Conventionally, one can often enhance the resolution of the MS technique by employing “tandem mass spectrometry” or “MS/MS”, via use, for example, of a triple quadrupole mass spectrometer. In this technique, a first (or parent or precursor) ion species generated from a molecular species of interest can be filtered or isolated in an MS instrument. The precursor ions of the various precursor ion species can be subsequently fragmented to yield one or more second (or product or fragment) ions comprising various product/fragment ion species that are then analyzed in a second MS stage. By careful selection of precursor ion species, only ions produced by certain analytes are passed to the fragmentation chamber or other reaction cell, such as a collision cell where collision of ions with atoms of an inert gas produces the product ions.
Typically, mass spectral experiments that survey for the presence of multiple analytes using the MS/MS technique rely on automatic data-dependent decision logic. Data-dependent acquisition involves using data derived from an experimentally-acquired mass spectrum in an “on-the-fly” manner to direct the subsequent operation of a mass spectrometer; for example, a mass spectrometer may be switched between MS and MS/MS scan modes upon detection of an ion species of potential interest. Utilization of data-dependent acquisition methods in a mass spectrometer provides the ability to make automated, real-time decisions in order to maximize the useful information content of the acquired data.
More generally, data-dependent acquisition methods may be characterized as having one or more input criteria, and one or more output actions. The input criteria employed for conventional data-dependent methods are generally based on parameters such as intensity, intensity pattern, mass window, mass difference (neutral loss), mass-to-charge (m/z) inclusion and exclusion lists, and product ion mass. The input criteria are employed to select one or more ion species that satisfy the criteria. The selected ion species are then subjected to an output action (examples of which include performing MS/MS or MSn analysis and/or high-resolution scanning).
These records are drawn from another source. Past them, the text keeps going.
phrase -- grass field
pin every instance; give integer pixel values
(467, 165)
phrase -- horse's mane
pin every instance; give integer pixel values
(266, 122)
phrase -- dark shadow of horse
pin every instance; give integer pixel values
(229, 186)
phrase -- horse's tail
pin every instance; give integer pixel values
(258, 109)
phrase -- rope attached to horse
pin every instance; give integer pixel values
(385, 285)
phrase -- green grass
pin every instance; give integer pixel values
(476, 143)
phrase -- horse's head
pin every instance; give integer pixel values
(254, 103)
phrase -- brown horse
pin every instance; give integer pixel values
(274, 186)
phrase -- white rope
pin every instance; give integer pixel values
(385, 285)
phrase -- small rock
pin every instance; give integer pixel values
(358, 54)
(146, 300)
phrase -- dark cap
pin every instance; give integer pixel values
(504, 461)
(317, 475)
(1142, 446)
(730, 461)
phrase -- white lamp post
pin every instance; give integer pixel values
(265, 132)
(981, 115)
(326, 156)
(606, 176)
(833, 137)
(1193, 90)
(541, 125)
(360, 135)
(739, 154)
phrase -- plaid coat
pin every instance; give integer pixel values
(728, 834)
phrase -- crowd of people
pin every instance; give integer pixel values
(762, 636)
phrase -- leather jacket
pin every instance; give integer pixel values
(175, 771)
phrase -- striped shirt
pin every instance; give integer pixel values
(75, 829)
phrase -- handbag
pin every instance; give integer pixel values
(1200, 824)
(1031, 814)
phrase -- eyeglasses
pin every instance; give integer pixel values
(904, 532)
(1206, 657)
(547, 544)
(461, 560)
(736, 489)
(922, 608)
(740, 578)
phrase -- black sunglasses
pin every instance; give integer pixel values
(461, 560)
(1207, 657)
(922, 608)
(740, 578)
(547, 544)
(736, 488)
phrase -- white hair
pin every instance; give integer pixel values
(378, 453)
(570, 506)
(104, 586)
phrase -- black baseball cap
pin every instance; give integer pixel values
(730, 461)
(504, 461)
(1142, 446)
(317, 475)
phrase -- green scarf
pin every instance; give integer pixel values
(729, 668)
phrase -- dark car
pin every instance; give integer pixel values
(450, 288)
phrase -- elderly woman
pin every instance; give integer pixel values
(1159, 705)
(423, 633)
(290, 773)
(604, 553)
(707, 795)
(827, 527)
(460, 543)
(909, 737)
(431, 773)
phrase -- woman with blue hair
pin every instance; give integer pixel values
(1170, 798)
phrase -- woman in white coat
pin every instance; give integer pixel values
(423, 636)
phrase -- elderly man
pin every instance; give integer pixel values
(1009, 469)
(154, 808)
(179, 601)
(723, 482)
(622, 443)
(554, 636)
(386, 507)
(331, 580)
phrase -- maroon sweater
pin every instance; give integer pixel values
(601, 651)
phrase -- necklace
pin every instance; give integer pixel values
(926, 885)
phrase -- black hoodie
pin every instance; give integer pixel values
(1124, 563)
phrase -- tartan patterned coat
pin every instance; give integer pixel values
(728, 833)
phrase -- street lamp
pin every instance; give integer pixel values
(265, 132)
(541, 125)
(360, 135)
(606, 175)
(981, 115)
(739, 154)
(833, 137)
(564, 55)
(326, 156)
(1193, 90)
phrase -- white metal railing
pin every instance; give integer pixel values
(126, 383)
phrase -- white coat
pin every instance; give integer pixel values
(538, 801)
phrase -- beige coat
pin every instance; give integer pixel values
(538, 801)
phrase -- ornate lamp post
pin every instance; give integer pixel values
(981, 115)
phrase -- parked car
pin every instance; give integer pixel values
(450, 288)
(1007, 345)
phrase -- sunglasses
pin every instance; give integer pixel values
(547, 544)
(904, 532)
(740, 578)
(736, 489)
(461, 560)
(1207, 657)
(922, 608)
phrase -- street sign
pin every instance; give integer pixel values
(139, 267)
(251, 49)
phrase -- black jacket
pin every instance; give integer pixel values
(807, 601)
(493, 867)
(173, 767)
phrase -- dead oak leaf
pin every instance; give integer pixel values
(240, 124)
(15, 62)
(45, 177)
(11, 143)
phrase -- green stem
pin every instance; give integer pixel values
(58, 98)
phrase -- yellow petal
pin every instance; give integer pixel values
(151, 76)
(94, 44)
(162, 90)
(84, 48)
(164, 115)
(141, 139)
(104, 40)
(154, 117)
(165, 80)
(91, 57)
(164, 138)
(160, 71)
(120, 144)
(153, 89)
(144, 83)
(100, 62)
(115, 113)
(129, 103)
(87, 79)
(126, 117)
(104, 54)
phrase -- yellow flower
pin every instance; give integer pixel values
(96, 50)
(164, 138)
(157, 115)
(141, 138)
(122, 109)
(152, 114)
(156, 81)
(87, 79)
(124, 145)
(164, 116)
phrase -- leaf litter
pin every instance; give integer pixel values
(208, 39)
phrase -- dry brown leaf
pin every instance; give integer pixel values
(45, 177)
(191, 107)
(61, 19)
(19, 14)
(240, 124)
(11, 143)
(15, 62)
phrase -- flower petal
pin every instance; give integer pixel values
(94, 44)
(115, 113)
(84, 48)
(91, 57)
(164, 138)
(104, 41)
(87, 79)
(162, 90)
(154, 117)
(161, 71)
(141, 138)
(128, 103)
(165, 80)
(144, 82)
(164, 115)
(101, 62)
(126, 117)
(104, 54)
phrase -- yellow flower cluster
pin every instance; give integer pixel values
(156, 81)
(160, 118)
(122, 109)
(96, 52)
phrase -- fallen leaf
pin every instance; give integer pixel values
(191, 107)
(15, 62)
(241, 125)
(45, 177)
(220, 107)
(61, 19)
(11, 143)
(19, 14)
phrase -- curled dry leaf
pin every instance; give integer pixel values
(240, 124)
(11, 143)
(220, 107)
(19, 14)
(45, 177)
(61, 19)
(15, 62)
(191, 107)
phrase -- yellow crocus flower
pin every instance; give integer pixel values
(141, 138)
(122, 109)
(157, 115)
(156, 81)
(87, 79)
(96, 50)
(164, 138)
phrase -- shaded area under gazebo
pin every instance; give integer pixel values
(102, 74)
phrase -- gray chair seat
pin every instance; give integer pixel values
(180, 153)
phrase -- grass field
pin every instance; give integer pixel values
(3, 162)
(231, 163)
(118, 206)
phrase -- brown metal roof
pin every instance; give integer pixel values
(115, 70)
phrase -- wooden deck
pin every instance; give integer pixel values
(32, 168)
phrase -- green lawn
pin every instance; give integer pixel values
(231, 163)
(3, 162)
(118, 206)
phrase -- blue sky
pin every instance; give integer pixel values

Unfortunately, the identification of compounds by either the MS or MS/MS technique may, in practice, be complicated by the fact that any single chemical compound can give rise to many mass spectral ionic species in a typical LC-MS analysis. The multiple mass spectral species result from the formation of more than one adducted and polymer ion species from each compound. Additionally, each such ion species will generally give rise to multiple mass spectral peaks because of the presence of multiple isotopes of various constituent elements as well as the existence of polymerization and multiple charge states. Adduction of the molecule being analyzed can involve combinations of various additions or losses of charged (e.g. H+, Na+, NH4+, K+, . . . ) and neutral (H2O, MeOH, ACN, . . . ) atom groups. Typically, determination of adducts and polymers and, to a lesser extent, charge states of small molecules requires the assignment of the monoisotopic (M+H)+ or (M−H)− species for which then differences to other species are calculated and determined. Failure to properly recognize or account for multiple related mass spectral peaks resulting from a single compound may cause undesirable false positive identifications of certain analytes or lead to incorrect selection of precursor ions during a data-dependent decision step of an MS/MS analysis.